Terhali woke up, the scarred and Oathsworn-tattooed arm of a sailor wrapped around her. A ship's watch bell sounded off in the distance and a cool breeze blew in through the open window across the room from the bed, curtains moving slightly in the salt-tinged air.
A woman—-her name was Kallia—-by her look and wavy dark hair, from the southlands and had a bit of fae blood herself, was asleep on the chair dragged into the room, covered by a blanket that was once a satin curtain. A Kodanian watchman lay on the floor, sleeping under a cloak.
She didn't know who the sailor was, or care. She'd had many lovers in her lifetime of unknown length. (Or was this a second lifetime?) He was neither the best nor the worst, but his rough hands had been the first to touch her after… after she was cut in half by the centuries-old blade of a creature from the time when the Gods warred with the Primordials.
She wasn't entirely sure who or what she was anymore, not since returning from the Shadowfell and she'd needed something tangible, so she'd left Raven's Hall for… somewhere.
After wandering the streets, where she'd found Kallia, she ended up in a tavern on Vergence's waterfront. The tavern was in an abandoned, war-damaged townhouse that had clearly belonged to someone wealthy in the past. Now the rich man who owned it was nowhere to be found. Maybe he was dead, or a refugee himself. Others in the refugee-filled city had put it to use. A one-armed dwarf, as wide as he was tall, massive muscles rippling, watched over the place, mace at his belt. An old woman was selling beer from large clay urns and some dubious meat was roasting on a spit over scavenged building timbers.
Terhali realized she didn't have any money, but no one seemed to care.
The sailor and his shipmates were singing drinking songs with a motley assortment of waterfront inhabitants, including a group of Kodanian guardsmen.
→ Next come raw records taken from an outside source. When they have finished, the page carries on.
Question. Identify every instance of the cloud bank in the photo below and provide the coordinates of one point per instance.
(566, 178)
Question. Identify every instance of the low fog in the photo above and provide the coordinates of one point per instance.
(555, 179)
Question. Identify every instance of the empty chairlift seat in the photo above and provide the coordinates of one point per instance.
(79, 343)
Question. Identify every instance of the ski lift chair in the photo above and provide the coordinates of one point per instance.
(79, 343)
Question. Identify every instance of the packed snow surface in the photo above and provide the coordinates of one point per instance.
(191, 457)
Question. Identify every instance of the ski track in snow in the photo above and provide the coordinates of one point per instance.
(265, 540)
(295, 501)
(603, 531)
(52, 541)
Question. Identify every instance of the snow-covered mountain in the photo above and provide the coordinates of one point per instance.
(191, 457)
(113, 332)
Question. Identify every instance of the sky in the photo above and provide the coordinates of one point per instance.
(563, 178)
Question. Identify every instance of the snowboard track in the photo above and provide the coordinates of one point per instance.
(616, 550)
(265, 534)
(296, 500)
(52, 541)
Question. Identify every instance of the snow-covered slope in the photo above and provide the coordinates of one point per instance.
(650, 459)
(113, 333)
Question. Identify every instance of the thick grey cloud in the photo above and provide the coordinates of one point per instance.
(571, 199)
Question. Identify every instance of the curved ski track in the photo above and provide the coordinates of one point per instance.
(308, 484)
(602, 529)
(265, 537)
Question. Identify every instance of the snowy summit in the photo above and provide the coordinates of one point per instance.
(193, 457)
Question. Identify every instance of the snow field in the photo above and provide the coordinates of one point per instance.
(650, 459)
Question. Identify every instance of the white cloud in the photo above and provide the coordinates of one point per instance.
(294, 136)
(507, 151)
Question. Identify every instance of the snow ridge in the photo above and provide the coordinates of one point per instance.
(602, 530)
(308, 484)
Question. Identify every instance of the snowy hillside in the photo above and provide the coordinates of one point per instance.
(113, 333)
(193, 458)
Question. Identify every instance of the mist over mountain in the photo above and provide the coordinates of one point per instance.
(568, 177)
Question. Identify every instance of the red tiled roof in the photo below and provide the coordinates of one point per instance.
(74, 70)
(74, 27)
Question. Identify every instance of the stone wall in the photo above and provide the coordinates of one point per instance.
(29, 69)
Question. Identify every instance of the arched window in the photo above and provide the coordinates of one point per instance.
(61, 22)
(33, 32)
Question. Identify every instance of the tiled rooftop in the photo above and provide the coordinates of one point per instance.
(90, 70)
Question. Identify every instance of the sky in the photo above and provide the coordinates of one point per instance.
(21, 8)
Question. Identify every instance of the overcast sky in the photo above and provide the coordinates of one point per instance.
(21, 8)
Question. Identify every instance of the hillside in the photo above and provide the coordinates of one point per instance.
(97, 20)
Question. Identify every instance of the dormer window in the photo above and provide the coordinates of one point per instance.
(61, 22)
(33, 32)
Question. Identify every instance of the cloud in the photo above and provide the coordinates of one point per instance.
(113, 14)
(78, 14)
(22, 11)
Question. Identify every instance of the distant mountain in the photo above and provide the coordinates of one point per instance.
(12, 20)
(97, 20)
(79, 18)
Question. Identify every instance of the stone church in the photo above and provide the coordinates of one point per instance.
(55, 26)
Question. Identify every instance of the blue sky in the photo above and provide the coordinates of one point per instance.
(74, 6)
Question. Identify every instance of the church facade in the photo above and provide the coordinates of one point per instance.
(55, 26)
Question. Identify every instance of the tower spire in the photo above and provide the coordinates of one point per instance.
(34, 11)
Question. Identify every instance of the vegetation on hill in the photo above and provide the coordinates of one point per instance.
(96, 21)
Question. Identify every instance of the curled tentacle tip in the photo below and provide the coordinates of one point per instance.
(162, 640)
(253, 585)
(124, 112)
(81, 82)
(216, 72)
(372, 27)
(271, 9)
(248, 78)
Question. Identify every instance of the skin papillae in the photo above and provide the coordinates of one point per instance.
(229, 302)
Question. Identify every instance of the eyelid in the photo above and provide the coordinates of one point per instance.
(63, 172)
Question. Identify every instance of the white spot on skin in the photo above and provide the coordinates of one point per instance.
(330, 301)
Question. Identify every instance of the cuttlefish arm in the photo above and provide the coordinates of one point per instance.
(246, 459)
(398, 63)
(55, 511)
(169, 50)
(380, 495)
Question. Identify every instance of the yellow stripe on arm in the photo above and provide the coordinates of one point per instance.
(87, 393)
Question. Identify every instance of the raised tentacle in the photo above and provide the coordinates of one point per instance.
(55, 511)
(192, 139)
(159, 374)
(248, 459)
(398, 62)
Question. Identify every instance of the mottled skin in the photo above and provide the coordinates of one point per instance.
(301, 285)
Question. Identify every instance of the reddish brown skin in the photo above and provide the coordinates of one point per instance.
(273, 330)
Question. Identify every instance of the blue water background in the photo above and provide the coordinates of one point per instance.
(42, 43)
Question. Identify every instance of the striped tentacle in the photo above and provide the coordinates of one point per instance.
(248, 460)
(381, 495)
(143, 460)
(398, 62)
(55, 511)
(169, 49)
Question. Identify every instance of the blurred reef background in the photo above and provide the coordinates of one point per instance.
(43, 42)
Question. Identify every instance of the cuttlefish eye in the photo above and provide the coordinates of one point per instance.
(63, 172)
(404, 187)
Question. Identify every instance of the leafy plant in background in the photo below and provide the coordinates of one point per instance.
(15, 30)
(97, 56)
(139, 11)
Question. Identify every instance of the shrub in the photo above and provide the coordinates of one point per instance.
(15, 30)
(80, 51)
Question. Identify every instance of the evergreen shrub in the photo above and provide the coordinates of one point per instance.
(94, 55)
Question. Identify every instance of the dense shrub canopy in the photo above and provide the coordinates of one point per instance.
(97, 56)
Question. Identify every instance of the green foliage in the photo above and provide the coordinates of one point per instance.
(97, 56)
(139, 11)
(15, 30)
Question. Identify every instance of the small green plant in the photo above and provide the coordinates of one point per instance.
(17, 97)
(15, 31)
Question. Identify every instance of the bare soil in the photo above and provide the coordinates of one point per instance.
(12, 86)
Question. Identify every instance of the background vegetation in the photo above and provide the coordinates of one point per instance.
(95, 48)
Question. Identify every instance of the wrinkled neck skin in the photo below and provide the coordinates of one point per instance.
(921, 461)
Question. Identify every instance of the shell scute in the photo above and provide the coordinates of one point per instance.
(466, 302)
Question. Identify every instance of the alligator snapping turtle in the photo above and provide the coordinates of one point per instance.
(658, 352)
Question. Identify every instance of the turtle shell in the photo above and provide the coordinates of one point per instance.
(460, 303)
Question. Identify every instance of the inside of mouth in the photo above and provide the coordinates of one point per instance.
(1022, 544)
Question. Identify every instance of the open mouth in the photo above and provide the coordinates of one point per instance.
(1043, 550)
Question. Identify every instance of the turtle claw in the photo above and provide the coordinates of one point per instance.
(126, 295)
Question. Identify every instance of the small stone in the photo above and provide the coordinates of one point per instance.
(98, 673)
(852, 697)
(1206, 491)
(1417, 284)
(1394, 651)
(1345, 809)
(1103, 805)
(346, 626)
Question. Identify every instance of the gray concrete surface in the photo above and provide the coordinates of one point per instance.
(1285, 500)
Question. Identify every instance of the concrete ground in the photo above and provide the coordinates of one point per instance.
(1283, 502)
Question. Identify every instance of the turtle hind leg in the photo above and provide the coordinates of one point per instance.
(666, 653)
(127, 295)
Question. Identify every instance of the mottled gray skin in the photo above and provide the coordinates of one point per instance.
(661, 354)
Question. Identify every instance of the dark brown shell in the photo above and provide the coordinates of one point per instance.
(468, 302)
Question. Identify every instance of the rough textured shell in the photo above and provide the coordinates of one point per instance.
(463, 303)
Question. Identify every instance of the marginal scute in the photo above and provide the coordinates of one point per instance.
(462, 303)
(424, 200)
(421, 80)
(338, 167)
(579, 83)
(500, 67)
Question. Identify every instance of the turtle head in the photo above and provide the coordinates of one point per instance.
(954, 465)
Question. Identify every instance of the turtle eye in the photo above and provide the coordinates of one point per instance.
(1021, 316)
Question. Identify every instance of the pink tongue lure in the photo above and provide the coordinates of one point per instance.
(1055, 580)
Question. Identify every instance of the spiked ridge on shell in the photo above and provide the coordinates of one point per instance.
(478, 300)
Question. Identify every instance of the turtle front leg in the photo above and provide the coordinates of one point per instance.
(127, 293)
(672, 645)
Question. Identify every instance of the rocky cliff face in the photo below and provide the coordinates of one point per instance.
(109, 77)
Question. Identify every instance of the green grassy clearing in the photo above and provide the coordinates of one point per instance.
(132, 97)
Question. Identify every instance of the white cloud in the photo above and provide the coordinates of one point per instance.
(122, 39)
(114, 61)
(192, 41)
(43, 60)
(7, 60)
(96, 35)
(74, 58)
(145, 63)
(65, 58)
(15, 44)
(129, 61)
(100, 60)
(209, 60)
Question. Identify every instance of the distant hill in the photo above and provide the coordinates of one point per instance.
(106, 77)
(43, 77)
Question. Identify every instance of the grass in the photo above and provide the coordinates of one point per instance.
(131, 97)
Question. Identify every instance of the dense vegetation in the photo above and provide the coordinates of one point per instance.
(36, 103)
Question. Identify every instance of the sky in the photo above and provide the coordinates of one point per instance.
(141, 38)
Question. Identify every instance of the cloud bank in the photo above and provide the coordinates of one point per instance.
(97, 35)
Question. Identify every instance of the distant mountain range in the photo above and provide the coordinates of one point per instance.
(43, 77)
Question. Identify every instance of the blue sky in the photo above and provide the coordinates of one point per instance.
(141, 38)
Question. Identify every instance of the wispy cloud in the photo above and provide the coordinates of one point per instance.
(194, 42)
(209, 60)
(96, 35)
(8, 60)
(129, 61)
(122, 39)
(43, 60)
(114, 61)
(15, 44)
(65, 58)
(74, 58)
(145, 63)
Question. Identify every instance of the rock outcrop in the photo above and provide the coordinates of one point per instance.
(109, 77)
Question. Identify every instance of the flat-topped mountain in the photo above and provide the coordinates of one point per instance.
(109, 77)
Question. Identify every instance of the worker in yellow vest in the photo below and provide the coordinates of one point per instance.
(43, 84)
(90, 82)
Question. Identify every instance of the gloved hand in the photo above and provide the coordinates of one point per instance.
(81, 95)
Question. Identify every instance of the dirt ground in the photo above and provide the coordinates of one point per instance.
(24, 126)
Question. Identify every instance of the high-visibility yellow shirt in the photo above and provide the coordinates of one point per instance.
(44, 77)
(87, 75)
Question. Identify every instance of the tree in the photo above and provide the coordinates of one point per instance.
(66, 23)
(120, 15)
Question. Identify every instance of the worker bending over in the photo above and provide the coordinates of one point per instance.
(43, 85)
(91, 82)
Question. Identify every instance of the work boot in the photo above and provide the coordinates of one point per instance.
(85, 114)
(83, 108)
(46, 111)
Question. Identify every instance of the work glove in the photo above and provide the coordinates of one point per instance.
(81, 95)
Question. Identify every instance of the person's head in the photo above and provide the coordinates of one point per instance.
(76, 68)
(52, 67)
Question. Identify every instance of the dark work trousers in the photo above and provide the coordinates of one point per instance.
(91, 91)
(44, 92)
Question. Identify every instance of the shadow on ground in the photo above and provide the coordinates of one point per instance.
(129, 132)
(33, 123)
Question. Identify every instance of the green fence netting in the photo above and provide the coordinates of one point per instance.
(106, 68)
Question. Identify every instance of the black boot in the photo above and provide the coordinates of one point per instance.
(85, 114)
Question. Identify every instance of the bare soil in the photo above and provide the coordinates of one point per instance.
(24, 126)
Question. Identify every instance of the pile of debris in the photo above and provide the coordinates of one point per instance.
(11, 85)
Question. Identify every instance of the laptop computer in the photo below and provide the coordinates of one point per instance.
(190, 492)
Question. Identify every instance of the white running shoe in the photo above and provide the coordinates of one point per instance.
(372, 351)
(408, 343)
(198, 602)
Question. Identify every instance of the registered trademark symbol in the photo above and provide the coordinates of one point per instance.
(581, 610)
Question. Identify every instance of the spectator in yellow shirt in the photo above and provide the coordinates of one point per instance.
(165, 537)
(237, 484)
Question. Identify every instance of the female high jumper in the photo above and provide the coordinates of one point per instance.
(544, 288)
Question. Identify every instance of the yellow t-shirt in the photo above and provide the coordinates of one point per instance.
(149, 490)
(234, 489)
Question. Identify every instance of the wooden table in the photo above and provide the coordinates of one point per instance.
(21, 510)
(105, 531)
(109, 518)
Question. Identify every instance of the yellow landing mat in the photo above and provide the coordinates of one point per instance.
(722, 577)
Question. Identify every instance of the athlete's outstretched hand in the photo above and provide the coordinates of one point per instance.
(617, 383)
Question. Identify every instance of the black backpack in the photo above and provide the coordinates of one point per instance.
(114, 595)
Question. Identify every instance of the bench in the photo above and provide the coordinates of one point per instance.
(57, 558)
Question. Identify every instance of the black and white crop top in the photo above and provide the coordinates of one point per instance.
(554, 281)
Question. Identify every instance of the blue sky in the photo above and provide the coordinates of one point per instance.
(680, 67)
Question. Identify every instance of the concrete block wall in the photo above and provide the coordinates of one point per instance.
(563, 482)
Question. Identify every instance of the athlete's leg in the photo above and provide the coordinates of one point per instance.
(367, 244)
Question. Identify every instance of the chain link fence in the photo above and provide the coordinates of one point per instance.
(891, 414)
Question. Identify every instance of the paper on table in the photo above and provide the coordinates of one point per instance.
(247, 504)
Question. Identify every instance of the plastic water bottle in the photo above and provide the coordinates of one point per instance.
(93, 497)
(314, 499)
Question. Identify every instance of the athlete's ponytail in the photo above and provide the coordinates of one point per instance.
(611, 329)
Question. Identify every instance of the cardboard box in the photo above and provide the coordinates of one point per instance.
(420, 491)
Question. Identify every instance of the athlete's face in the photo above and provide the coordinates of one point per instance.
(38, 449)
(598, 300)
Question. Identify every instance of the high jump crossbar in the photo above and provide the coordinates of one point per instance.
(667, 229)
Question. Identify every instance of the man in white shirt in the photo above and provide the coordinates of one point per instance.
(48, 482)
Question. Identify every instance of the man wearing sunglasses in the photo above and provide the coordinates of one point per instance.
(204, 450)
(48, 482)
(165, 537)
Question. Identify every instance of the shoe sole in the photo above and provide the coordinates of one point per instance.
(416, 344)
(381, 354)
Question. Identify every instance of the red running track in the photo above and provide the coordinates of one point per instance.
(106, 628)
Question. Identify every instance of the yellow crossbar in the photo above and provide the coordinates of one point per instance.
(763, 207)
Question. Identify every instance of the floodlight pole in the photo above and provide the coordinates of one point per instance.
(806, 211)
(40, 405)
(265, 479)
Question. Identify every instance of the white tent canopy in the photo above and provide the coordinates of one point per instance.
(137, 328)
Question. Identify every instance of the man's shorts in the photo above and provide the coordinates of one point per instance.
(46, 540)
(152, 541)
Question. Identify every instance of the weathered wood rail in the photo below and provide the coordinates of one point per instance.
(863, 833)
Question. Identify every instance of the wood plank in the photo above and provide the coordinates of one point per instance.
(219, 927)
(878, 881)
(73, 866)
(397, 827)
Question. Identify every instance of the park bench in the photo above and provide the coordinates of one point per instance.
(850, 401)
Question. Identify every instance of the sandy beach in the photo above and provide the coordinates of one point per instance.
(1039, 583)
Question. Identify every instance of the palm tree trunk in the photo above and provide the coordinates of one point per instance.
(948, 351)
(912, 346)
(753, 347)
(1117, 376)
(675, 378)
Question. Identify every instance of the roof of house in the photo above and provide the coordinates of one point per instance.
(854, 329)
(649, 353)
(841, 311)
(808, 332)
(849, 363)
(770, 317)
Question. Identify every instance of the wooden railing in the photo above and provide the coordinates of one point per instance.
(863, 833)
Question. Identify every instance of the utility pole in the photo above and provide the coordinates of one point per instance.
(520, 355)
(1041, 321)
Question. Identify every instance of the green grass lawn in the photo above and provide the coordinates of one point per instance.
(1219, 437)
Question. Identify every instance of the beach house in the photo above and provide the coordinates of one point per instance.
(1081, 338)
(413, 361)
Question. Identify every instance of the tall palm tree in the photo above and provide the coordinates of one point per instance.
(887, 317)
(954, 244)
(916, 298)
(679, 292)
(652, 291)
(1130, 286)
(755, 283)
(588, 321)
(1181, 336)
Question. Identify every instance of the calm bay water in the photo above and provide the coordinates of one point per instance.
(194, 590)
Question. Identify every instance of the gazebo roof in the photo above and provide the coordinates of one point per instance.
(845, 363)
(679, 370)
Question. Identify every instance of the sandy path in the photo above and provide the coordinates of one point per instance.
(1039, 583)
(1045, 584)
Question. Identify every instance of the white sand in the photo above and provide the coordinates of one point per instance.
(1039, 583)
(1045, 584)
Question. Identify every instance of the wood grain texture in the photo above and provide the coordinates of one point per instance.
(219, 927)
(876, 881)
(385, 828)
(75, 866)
Terhali had Kallia with her by then and the two of them had joined the sailors. They'd all sung songs together. She'd raised her clear soprano voice in an elven lament, accompanied by a sailor's concertina and an odd Kodanian lute.
Eventually they'd made their way to the upper floor, the old master bedroom.
The wind blew the clouds away from the full moon, and she stared at the rays of moonlight, entranced by the dust motes held in its light. She slipped from the soldier's embrace and walked to the open balcony and stood in the night, looking out through the darkness.
When she was dead she'd not seen the best lover. Part of her wanted to, but she'd killed him and it was hard to know what he'd think of her shade, or that she had to rebuild the Red Scales that he'd betrayed to live again.
She wondered where Keffin was. Maybe he could explain all this, or as likely he couldn't, but at least he'd say things in a way she'd believe.